# Mean radius of a cylinder

1. Nov 6, 2008

### kmoh111

1. The problem statement, all variables and given/known data

I am working a homework problem that is trying to find the mean radius, $$\bar{r}$$ from the midpoint of a cylinder.

The problem states:
What is the mean radius, $$\bar{r}$$ from the midpoint of a cylinder of radius a and height h to its boundary surface? Evalute mean radius $$\bar{r}$$ for a = h/2 = 10 cm.

2. Relevant equations

The relavent equation is $$\bar{r}$$ = (1/4pi)$$\int$$$$\int^$$ r sin$$\vartheta$$d$$\vartheta$$d$$\beta$$

3. The attempt at a solution
The problem and formula above is from Attix's textbook. In this case I think the limits for beta need to be 0 to 2pi for a cylinder.

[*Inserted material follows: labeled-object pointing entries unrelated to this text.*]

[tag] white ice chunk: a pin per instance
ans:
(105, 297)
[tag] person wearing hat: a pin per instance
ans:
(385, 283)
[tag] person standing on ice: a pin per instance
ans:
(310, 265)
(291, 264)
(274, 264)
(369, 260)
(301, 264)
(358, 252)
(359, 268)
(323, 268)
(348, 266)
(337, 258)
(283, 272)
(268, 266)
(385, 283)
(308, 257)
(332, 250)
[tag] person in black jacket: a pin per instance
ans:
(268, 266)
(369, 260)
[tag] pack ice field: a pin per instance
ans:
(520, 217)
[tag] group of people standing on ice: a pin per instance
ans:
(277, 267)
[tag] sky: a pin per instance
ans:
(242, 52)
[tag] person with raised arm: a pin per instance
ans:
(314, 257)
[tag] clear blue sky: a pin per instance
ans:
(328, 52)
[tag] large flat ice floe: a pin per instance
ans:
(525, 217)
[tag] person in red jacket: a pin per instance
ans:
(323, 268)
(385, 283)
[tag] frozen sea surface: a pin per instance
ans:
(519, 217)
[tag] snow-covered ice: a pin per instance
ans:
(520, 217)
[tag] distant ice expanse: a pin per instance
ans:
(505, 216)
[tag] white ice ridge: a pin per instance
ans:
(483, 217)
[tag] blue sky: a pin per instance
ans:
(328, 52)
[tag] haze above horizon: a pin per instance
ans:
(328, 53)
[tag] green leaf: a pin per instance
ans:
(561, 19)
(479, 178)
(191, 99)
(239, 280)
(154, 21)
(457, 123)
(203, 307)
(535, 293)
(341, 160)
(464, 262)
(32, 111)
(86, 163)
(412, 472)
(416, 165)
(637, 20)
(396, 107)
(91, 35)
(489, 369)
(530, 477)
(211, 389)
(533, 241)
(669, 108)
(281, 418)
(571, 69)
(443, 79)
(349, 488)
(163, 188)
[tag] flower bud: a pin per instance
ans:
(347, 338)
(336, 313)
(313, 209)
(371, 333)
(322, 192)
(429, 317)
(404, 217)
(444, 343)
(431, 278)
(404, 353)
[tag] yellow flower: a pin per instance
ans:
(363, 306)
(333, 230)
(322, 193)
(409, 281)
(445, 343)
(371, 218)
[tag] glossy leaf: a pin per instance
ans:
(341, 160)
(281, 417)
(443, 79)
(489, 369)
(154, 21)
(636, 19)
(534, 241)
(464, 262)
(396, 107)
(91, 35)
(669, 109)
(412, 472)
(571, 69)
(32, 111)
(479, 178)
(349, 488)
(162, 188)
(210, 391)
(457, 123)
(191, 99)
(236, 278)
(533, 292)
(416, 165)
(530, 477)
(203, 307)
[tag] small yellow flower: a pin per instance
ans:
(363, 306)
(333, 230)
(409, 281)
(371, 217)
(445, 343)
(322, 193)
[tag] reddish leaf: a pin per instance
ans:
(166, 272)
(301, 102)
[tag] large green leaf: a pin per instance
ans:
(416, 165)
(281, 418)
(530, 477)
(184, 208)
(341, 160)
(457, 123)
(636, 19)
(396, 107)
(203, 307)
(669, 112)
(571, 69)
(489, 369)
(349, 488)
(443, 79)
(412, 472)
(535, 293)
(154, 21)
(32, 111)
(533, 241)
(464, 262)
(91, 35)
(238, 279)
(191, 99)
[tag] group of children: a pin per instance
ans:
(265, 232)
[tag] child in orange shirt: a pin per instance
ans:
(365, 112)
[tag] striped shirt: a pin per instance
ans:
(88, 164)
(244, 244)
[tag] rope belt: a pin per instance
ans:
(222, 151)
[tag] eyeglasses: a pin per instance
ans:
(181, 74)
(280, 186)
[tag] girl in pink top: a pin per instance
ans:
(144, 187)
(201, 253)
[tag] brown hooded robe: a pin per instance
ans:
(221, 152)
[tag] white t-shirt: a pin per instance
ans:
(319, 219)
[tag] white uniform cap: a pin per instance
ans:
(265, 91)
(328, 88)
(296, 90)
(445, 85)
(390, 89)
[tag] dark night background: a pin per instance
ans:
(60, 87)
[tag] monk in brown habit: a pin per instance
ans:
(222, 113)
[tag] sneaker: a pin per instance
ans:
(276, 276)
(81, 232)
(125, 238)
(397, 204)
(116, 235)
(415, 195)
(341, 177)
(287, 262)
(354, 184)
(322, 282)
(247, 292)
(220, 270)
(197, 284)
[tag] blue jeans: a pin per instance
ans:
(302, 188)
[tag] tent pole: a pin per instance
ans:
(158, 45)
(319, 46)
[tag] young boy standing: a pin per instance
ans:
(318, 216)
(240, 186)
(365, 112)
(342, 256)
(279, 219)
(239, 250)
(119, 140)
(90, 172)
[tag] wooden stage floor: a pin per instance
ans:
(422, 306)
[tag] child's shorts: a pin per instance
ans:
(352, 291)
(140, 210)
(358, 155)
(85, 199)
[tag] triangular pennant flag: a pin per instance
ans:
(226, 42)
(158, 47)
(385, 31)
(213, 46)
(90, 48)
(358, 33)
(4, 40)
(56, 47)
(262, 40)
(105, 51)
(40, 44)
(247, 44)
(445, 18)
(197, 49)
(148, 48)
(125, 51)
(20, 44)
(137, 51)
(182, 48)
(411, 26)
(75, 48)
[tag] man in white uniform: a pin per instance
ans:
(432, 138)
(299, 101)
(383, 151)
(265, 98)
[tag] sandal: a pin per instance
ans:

I'm not sure what the limits for theta should be. I'm think it's 0 to pi.
I need to express r in terms of theta - but I'm not sure how.

Attix gives the answer as 11.32 cm.

Thanks in advance for any assistance.

2. Nov 6, 2008

### gabbagabbahey

I would use cylindrical coordinates $(s,\phi,z)$ if I were you...the distance from the center of the cylinder (the origin) to a general point on the cylinder $(s,\phi,z)$ is then $\sqrt{s^2+z^}$...then all you need to do is average that over all three surfaces of the cylinder.

What is the general formula for averaging a function over a surface $\mathcal{S}$?...Use that.